Я следовала за ними достаточно проворно, не в силах отвести глаз от этой бойкой старой монахини, её развевающегося по ветру покрывала, чёток и распятия, бешено раскачивающихся из стороны в сторону, покрасневшего от напряжения носа. Двое мужчин несли велосипеды высоко над головами, и она, обернувшись, резко их отчитала:

– Следите за нашими сумками! Это вам не шуточки!

Вторую и третью баржи прошли без приключений, но между третьей и четвёртой обнаружился зазор дюймов в восемнадцать. Сестра Евангелина поглядела на плещущуюся воду и изрекла:

– Хм.

Затем, задрав юбки ещё выше, она тыльной стороной ладони вытерла каплю с носа и сказала здоровяку:

– Иди первым и будь готов меня поймать.

Трое молодых людей подхватили её – сестра Иви была не из лёгких, – и она ступила на край. Она стояла на узкой кромке движущейся баржи, прочно уперев свои плоские стопы, и решительно глядела на здоровяка на той стороне.

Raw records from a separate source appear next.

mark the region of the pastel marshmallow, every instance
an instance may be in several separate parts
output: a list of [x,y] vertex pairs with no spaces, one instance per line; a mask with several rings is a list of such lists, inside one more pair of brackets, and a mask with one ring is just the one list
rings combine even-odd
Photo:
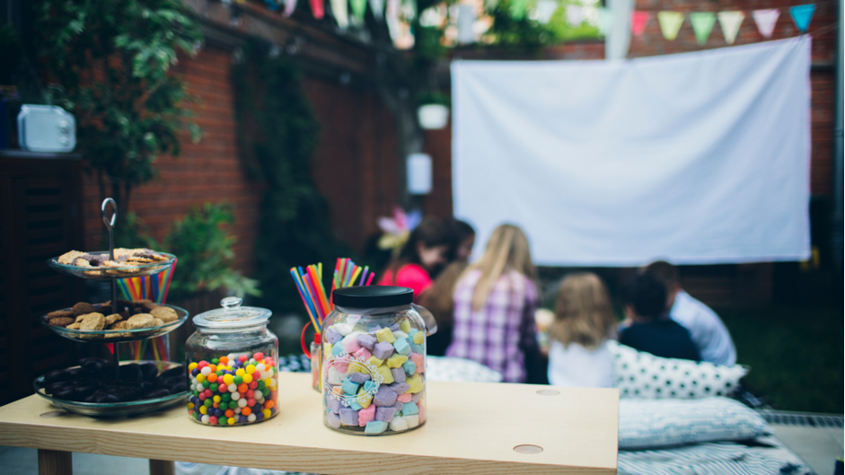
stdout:
[[423,390],[422,376],[420,376],[418,374],[414,374],[409,378],[406,378],[403,384],[404,383],[408,383],[410,386],[410,389],[408,390],[408,392],[410,392],[411,394],[415,394]]
[[361,349],[356,351],[356,352],[353,353],[352,355],[353,355],[356,358],[360,359],[361,361],[366,361],[366,360],[370,359],[370,356],[373,356],[373,354],[370,353],[370,350],[368,350],[368,349],[366,349],[365,347],[361,347]]
[[419,414],[419,409],[417,408],[417,404],[414,404],[413,402],[406,402],[402,405],[403,416],[413,416],[414,414]]
[[364,428],[365,434],[381,434],[387,430],[387,422],[381,420],[373,420],[366,423],[366,427]]
[[417,414],[414,414],[413,416],[402,416],[402,418],[405,419],[405,422],[408,423],[408,428],[409,429],[419,426],[419,416]]
[[375,337],[374,337],[373,335],[368,335],[366,333],[358,335],[357,337],[356,337],[356,339],[357,340],[358,345],[361,345],[362,347],[365,347],[366,349],[370,351],[373,350],[373,347],[374,347],[375,343],[377,342],[377,340],[375,339]]
[[339,341],[343,339],[343,335],[335,330],[335,327],[337,327],[337,325],[332,325],[326,330],[326,339],[332,345],[336,345]]
[[[373,407],[374,408],[375,406]],[[396,416],[395,408],[378,408],[375,409],[375,420],[390,422],[393,420],[394,416]]]
[[405,370],[402,368],[391,368],[391,374],[396,383],[405,382]]
[[384,379],[384,381],[383,382],[384,384],[390,384],[391,383],[393,383],[394,381],[393,374],[391,373],[391,368],[384,366],[384,365],[381,365],[375,368],[375,370],[378,371],[378,374],[381,374],[382,377]]
[[[395,341],[395,340],[394,340]],[[391,357],[393,354],[393,344],[387,341],[382,341],[373,347],[373,356],[381,360]]]
[[391,331],[391,329],[382,329],[376,331],[375,338],[378,339],[379,343],[382,343],[384,341],[388,343],[393,343],[394,341],[396,341],[396,337],[393,335],[393,332]]
[[387,367],[398,368],[401,366],[406,361],[408,361],[408,356],[405,355],[393,355],[392,356],[387,358]]
[[[382,409],[382,408],[379,408]],[[370,406],[358,411],[358,426],[364,427],[367,422],[375,420],[375,406]]]
[[329,412],[329,414],[326,414],[326,423],[329,424],[329,426],[336,429],[339,428],[340,427],[340,416],[338,416],[334,412]]
[[340,409],[340,424],[344,426],[357,426],[358,411],[350,408],[343,408]]
[[[339,420],[338,420],[338,424],[339,426]],[[396,416],[393,418],[393,420],[391,421],[390,427],[391,430],[397,432],[401,430],[408,430],[408,422],[405,421],[405,418],[402,418],[401,416]]]
[[410,345],[408,344],[408,340],[405,339],[397,339],[393,342],[393,347],[396,348],[396,353],[400,355],[409,355],[410,353]]
[[370,381],[370,375],[363,373],[354,373],[349,375],[349,381],[356,384],[364,384],[365,382]]
[[373,403],[380,407],[392,406],[396,404],[396,391],[387,386],[382,386],[373,397]]

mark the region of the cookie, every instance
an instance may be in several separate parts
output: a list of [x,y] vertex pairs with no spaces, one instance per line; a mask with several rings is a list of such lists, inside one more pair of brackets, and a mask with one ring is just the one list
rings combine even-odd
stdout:
[[75,323],[75,321],[71,317],[54,317],[48,320],[47,322],[57,327],[66,327],[71,323]]
[[83,315],[79,323],[79,330],[102,330],[106,326],[106,317],[102,313],[88,313]]
[[80,302],[74,305],[73,311],[75,315],[79,316],[86,313],[93,313],[97,312],[97,309],[87,302]]
[[176,311],[170,307],[154,308],[150,312],[150,314],[157,319],[161,319],[162,321],[165,323],[179,320],[179,315],[176,314]]
[[152,327],[153,322],[155,318],[149,313],[138,313],[137,315],[132,315],[127,320],[127,323],[129,326],[130,330],[133,329],[145,329],[147,327]]
[[85,254],[84,252],[80,252],[78,251],[71,251],[70,252],[65,252],[61,256],[58,256],[58,259],[57,259],[56,260],[59,264],[64,264],[66,266],[72,266],[74,265],[74,261],[76,260],[76,258],[84,256],[84,254]]
[[74,318],[74,312],[69,310],[57,310],[47,314],[47,318]]
[[111,325],[112,323],[120,321],[121,320],[123,320],[123,317],[121,317],[119,313],[112,313],[106,316],[106,325]]

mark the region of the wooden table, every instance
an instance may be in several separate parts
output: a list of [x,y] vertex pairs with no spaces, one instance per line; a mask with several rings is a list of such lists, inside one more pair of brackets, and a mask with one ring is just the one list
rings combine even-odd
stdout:
[[616,473],[619,391],[529,384],[428,383],[425,426],[379,437],[323,426],[310,374],[279,374],[279,414],[219,427],[180,404],[128,418],[58,411],[39,396],[0,408],[0,445],[39,449],[40,473],[70,473],[71,453],[316,473]]

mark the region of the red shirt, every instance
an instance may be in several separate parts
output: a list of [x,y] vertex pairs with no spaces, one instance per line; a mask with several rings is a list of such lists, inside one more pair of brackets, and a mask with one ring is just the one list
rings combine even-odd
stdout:
[[378,286],[399,286],[408,287],[414,291],[414,300],[419,298],[419,295],[424,290],[431,286],[431,277],[425,268],[418,264],[405,264],[399,268],[396,273],[396,278],[393,278],[393,273],[390,270],[382,275],[378,280]]

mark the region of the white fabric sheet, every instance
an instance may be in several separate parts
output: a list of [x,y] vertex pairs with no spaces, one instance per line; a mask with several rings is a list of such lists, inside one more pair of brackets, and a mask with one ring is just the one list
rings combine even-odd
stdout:
[[[455,61],[454,212],[541,265],[809,256],[810,39],[629,61]],[[477,247],[477,252],[483,248]]]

Сестра тяжело дышала. Снова громко шмыгнув носом, она сказала:

– Так, если я смогу перенести свой вес тебе на плечи, то буду в порядке.

Он кивнул и протянул руки. Она осторожно наклонилась вперёд и положила руки ему на плечи, а он подхватил её под мышками, в то время как остальные придерживали её сзади. Моё сердце билось где-то в горле. Если баржа двинется или сестра Евангелина поскользнётся, никто не сможет удержать её от падения в воду. Умеет ли она плавать? Что если её утащит под баржу? Даже думать об этом было страшно. Медленно, осторожно она подняла ногу и перенесла её на следующую баржу. Подождала секунду, приходя в равновесие, и затем, быстро подобрав вторую ногу, прыгнула в объятия здоровяка. Со всех сторон закричали «Ура!», а я чуть не рухнула от облегчения. Она снова шмыгнула.

– Что же, неплохо. Не хуже, чем пукнуть в дуршлаг. Айда дальше, ребята.

Остальные баржи примыкали одна к другой, и сестра спокойно перешла на противоположную сторону канала, краснолицая, но торжествующая. Оправила юбки, взяла велосипед, улыбнулась всем и сказала:

– Спасибо, ребята, вы были на высоте. Ну, мы поехали.

И, выкрикнув привычное: «Коли хочешь быть здоров, не боися сквозняков», покатила из гавани.